Substance use disorder (SUD) is a physical and psychological disorder globally prevalent today that has resulted in over 107,000 drug overdose deaths in 2021 in the United States alone. This manuscript reviews the potential relationship between opioid use disorder (OUD), a prevalent subset of SUD, and the microglia, the resident macrophages of the central nervous system (CNS), as they have been found to become significantly more activated during opioid exposure. The inflammatory response mediated by the microglia could contribute to the pathophysiology of SUDs, in particular OUD. Further understanding of the microglia and how they respond to not only signals in the CNS but also signals from other areas of the body, such as the gut microbiome, could explain how the microglia are involved in drug use. Several studies have shown extensive communication between the gut microbiome and the microglia, which may be an important factor in the initiation and development of OUD. Particularly, strategies seeking to manipulate and restore the gut microbiome have been shown to reduce microglial activation and attenuate inflammation. In this review, we discuss the evidence for a link between the microglia and OUD and how the gut microbiome might influence microglial activation to drive the disorder and its associated behaviors. Understanding this connection between microglia and the gut microbiome in the context of drug use may present additional therapeutic targets to treat the different stages of drug use.

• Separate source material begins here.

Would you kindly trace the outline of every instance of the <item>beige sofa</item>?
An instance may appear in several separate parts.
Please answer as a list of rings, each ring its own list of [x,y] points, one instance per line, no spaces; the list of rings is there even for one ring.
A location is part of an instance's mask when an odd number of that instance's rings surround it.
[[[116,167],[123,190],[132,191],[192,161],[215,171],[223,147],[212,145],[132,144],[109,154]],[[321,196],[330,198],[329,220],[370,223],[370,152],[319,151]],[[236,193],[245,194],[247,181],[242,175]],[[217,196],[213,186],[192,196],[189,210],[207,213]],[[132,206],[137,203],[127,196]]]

Keywords: OUD; SUD; microbiome; microglia; opioids.

FIGURE 1

Microglia-neuron interaction in an opioid context. This figure depicts the general mechanism by which morphine may impact neuronal signaling via the microglia. Either LPS from a dysbiotic microbiome or morphine itself binds to microglial TLR4, prompting the release of proinflammatory cytokines such as TNFα and IL-1β. These cytokines bind to local astrocytes, causing glutamate release. Glutamate binds to neuronal AMPA receptors, which are differentially expressed in the hippocampus (HPC) and NAc, causing altered neuronal signaling. Alterations in neuronal signaling can lead to addictive behaviors, neuroinflammation, systemic inflammation, and further stress on the gut microbiome.

FIGURE 2

Routes of communication between the gut microbiome and the brain. This figure visually depicts the different routes of communication between the gut microbiome and the brain. Microbial communication with secreted neurotransmitters (NT) and microbiome-derived EVs allow for the transfer of bacterial products into the CNS. The gut microbiome can influence brain activity through the HPA axis by influencing the secretion of its various hormones. The vagus nerve acts as a neuroanatomical connection between the gut and the CNS, as gut bacterial products and metabolites such as LPS and SCFAs can bind to their receptive receptors expressed on the vagus nerve and send signals to brain.

FIGURE 3

Gut-brain communication in SUDs. This figure visually summarizes how drug induced changes to the microbiome may be related to cellular changes in the brain during drug use. Drug use causes a disruption of gut homeostasis, resulting in a dysbiotic state of the microbiome. The microbial change in the gut may alter the communications sent from the gut to the nervous system through the vagus nerve, the HPA axis, or extracellular vesicles. The communication between the gut and the nervous system may contribute to the increase of microglial activation, which alters astrocyte and neuron signaling, potentially modifying behaviors comorbid with drug use.